It's turned ice cold here
Perhaps a couple of new warm bodies would help
Nothing, not even their own nondescript, watered-down, and oft-listless play of late, will keep the Bruins from making the playoffs. They banked a lot of gold bullion over the course of 10 weeks, beginning at the start of December, and even their recent .500 ways will be enough to buy them one of eight playoff seeds in the East.
But this is by no means a playoff-ready team, one that would be expected to do much if the postseason began today. The Bruins’ midwinter funk reached 4-4-1 in last night’s 3-0 loss on Garden ice, and the list of good things to say about their performance pretty much matches their goal total.
“We’re going through the motions,’’ said their coach, Claude Julien, whose postgame remarks continue to hit the mark with the accuracy of those long-ago Brett Hull slappers. “Right now, we are playing like a team that should be at the bottom of the standings and not the top of the standings. That’s the reality of it.’’

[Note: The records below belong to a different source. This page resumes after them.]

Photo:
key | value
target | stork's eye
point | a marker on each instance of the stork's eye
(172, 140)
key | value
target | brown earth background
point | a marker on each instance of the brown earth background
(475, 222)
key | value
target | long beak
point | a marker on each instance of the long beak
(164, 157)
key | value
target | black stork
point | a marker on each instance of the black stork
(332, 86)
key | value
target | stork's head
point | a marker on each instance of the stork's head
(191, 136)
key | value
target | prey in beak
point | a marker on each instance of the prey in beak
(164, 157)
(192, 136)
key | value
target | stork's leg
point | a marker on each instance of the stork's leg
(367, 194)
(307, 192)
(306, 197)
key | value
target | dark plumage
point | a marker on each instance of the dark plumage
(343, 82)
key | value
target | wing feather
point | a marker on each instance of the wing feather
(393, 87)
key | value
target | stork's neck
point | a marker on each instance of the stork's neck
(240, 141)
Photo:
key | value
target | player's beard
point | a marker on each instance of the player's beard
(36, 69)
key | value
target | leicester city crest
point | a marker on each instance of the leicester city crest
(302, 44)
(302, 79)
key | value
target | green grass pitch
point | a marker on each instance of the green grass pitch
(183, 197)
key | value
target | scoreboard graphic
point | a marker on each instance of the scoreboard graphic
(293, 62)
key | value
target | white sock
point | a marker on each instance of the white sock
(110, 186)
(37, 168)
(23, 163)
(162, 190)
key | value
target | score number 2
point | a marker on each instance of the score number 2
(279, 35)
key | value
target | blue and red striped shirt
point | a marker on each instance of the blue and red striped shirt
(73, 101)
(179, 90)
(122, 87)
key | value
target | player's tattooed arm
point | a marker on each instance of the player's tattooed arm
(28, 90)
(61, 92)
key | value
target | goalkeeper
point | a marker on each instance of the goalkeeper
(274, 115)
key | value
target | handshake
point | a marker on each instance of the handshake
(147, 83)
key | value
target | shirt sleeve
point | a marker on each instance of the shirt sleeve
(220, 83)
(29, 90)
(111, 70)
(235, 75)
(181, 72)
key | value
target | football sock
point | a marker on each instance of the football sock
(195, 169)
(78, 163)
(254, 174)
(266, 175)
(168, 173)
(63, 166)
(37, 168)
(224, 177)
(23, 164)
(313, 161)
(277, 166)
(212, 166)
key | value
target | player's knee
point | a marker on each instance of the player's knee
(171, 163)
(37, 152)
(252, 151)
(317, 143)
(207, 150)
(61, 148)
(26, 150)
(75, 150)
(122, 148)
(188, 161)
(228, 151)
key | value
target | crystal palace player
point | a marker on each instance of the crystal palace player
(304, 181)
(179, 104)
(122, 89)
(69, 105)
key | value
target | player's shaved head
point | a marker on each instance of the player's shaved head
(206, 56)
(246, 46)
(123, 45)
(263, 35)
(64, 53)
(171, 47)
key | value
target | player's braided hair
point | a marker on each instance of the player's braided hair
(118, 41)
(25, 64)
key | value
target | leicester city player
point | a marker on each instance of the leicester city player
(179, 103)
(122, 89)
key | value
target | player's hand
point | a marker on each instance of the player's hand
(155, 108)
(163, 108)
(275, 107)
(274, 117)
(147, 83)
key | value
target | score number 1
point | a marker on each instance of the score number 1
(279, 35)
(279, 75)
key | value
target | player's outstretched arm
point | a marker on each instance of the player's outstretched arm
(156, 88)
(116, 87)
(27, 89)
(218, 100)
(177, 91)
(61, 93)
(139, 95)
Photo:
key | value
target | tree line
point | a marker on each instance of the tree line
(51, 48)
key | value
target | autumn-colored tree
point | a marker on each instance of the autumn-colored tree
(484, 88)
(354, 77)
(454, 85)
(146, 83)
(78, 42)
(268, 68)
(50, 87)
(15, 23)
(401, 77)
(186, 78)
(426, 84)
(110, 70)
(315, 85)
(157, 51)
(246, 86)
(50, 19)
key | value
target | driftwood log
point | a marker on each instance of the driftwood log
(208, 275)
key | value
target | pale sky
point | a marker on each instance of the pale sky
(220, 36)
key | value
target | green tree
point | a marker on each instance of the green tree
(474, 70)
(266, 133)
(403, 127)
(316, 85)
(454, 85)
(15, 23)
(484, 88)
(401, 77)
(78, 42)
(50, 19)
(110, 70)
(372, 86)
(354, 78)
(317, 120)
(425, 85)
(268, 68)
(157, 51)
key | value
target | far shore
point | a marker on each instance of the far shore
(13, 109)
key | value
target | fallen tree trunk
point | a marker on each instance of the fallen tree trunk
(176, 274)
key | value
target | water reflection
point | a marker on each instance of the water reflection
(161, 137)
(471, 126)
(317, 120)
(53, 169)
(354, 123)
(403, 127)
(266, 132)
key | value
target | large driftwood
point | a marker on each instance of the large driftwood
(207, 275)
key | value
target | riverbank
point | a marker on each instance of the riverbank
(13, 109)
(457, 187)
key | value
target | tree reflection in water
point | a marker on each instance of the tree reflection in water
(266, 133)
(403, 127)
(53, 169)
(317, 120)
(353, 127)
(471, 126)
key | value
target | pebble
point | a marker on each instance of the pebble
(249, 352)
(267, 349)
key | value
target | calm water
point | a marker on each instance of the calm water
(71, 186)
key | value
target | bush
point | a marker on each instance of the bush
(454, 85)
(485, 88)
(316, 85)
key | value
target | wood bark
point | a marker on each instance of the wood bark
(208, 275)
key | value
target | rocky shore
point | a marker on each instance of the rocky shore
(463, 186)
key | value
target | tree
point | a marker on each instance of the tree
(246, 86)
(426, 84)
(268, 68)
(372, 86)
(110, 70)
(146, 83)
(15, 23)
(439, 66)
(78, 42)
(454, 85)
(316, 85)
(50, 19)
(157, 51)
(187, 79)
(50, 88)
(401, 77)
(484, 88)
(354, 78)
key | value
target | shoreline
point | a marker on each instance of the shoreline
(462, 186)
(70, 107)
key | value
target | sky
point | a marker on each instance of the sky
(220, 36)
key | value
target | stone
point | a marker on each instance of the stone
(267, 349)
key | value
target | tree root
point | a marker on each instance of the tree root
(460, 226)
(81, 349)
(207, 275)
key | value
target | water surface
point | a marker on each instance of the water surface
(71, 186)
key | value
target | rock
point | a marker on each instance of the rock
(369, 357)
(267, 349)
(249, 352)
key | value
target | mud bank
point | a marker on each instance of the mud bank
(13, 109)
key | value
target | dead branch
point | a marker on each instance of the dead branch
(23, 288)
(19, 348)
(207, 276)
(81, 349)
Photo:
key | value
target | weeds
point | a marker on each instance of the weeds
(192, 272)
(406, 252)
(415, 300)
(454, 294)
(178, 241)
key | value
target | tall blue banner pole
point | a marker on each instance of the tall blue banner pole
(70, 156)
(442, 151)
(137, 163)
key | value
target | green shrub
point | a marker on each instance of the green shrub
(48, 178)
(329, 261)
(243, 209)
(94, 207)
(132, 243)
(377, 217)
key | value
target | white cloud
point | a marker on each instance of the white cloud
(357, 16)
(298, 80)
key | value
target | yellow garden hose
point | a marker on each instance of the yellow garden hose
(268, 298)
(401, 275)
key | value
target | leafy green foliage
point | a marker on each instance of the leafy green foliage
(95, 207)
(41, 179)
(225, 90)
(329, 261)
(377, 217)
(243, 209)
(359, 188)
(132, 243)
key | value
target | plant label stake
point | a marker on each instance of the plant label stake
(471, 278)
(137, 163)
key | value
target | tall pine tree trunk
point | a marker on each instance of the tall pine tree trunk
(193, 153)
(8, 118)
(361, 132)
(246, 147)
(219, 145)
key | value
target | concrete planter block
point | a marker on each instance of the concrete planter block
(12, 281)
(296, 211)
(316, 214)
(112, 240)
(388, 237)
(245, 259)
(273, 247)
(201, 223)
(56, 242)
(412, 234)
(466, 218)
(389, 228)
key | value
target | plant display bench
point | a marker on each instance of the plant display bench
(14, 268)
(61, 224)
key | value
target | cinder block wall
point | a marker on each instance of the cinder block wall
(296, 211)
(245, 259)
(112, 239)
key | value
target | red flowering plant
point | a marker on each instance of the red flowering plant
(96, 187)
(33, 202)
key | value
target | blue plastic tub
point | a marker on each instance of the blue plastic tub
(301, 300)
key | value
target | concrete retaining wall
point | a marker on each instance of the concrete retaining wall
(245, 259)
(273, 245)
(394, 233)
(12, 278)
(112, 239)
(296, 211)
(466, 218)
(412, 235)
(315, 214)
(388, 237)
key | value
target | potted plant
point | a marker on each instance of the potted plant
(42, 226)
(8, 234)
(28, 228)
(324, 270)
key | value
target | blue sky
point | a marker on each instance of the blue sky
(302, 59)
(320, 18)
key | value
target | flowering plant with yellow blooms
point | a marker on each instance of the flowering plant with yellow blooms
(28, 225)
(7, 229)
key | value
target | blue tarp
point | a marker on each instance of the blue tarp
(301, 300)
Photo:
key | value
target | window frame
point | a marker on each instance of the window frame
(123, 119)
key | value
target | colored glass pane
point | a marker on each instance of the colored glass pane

Now, those are words you won’t hear either in the Bible or on good-times-nothing-but-good-times NESN. Julien wasn’t heated, or seemingly the least bit agitated, but he had his club figured.
“Right now,’’ he said, “we are going through a slump.’’
Exhibit A is the string of nine games now in which the Bruins have failed to have a lead after two periods. Here it is, including last night’s 0-2 vs. Carolina: 2-3 (Senators); 3-3 (Capitals); 3-4 (Flyers); 2-2 (Rangers); 0-1 (Devils); 2-2 (Lightning); 2-2 (Panthers); and 1-1 (Hurricanes).
In fact, they have not carried a lead into the third period since holding a 1-0 edge over the Canadiens on Jan. 12. If nothing else, they’ll always have Montreal.
“We were just really bad,’’ said captain Zdeno Chara, his Bruins now outscored, 31-27, in those nine games. “We didn’t play well. A really bad night for us.’’
The malaise was slightly different last night in that the Bruins rolled up an impressive 22-8 shot lead in the first 20 minutes, all of which translated into a 1-0 deficit (goal by Eric Staal). Their opening periods have been flat and flatter during their slump, but this one had a little pop. No goals, but at least some threats.
However, rather than build from there, use those shots as an emotional springboard, they again fell flat in the second (outshot, 14-5), when the Hurricanes built their lead to 2-0.
“A good number of shots, but not enough traffic to the net,’’ said defenseman Dennis Seidenberg, musing over the first period. “You see those 22 shots, but goalies stop those. Before the second, we were saying, ‘Stay focused, we know what we have to do.’ But we fell apart and we couldn’t pick it up.’’
There are now just over three weeks remaining before the Feb. 27 trading deadline. The Bruins will play 11 times before then, and for some of them, it could mean 11 chances to avoid the prospect of playing for another team after the 27th.
The slump no doubt has added to general manager Peter Chiarelli’s desire to add depth, both up front and along the back line. He can do that, with a mix of draft picks and prospects, and still maintain the core group that won the Stanley Cup last June.
What these next three-plus weeks could decide is whether Chiarelli wants to pare any of the current roster. And though that’s always possible, it’s not all that likely. He could wheel guys such as Joe Corvo (0-4-4 in his last 18 games) or Benoit Pouliot (last goal Jan. 10), but those are precisely the kind of depth guys that nonplayoff teams yield before the trade deadline.
Maybe one or both would fit better with a different club, benefit from a change of scenery, but that’s not much more than a dart-to-dartboard calculation.
It’s more likely that Chiarelli keeps the group together and tries to add a guy like, say, Jaro Spacek, who had the second assist on Staal’s goal last night. Or maybe he could make a play for ex-Bruin Hal Gill, currently employed by the Good Ship Hab to Nowhere.
As one NHL scout noted last night, “Chara and Gill paired on the same PK unit? Now that’s a scary thought.’’
Pal Hal will be an unrestricted free agent July 1, and given his long run here on Causeway Street, his time to adjust to the city would be the length of time it takes to walk from the Garden to Pizzeria Regina.
All that is clear at the moment is the fact that, unless something changes soon, Chiarelli will have to make a move. Last year, just prior to the deadline, he pulled off deals for Chris Kelly, Rich Peverley (now the top-line right wing with Nathan Horton sidelined), and Tomas Kaberle.
Those deals proved to be the little extra something that got them over their 39-year Cupless hump, although it was mostly Tim Thomas’s handiwork in net that got the job done.
At the moment, the main purpose of a trade wouldn’t be so much the potential fortune to be had in June, but the bump necessary to get out of the midwinter funk.
“It’s more of an attitude thing right now,’’ offered Julien. “It’s about getting some urgency in our game. And we’ve got guys in the dressing room that can make that happen.’’
Now is the time to show it, or one or two of them might have to prove they can do it somewhere else.